Ironically, I became a Docent because one of my former neighbors Jim Dalby was the former President & CEO of this Museum. When he passed away, they had his service here at the Museum. I came to the service and met some of the docents, and I literally told myself that day this would be a nice thing to do when I retired from Kaiser.

Is there a plane, artifact or gallery you are particularly fond of and why?
Odelson: I’d say I like Word War II the most because I know the most about World War II. In particular, there is one plane called the Dauntless Dive Bomber that is somewhat of an unknown plane to the general public. It was the reason we won, quote unquote, the Battle of Midway, and changed the course of the war in the Pacific. Most of the public I introduce to that plane have never heard of it.

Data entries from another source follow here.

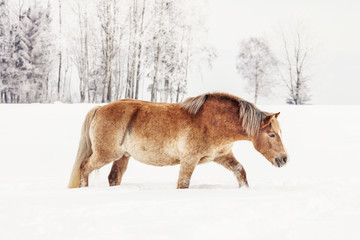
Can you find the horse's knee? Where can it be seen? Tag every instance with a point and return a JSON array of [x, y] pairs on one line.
[[117, 170]]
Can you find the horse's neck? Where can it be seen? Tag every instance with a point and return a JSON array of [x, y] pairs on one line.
[[222, 117]]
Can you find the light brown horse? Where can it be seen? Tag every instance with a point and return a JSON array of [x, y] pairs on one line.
[[199, 130]]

When you are not at the Museum, how do you like to spend your time?
Odelson: I actually visit other museums because I like museums. Secondly, I play some golf. I enjoy playing softball once in a blue moon. I also like to do what I like to call is some “local travel.” You know, drive somewhere or take some local flights.

What is your favorite part of being a Docent?
Odelson: My background is even more unusual in that my undergraduate degree is in philosophy. One of the tenets of philosophy is to teach people things so that they understand them. As a Docent in this Museum, you get the opportunity on a daily basis to educate people on things they have never heard of, have never seen, and possibly never thought of. So that brings me some significant satisfaction.

Anything you would like to add?
Odelson: Yes, I have to say that it is a pleasure working here because it is a very congenial group of people, and being a Docent has even allowed me to assist in the further evolution of the Docent experience. In addition, with the support of our boss/supervisor Katrina Pescador, now we can not only educate the public coming in, but we can also educate the staff and other people at the Museum who may have never had that chance before.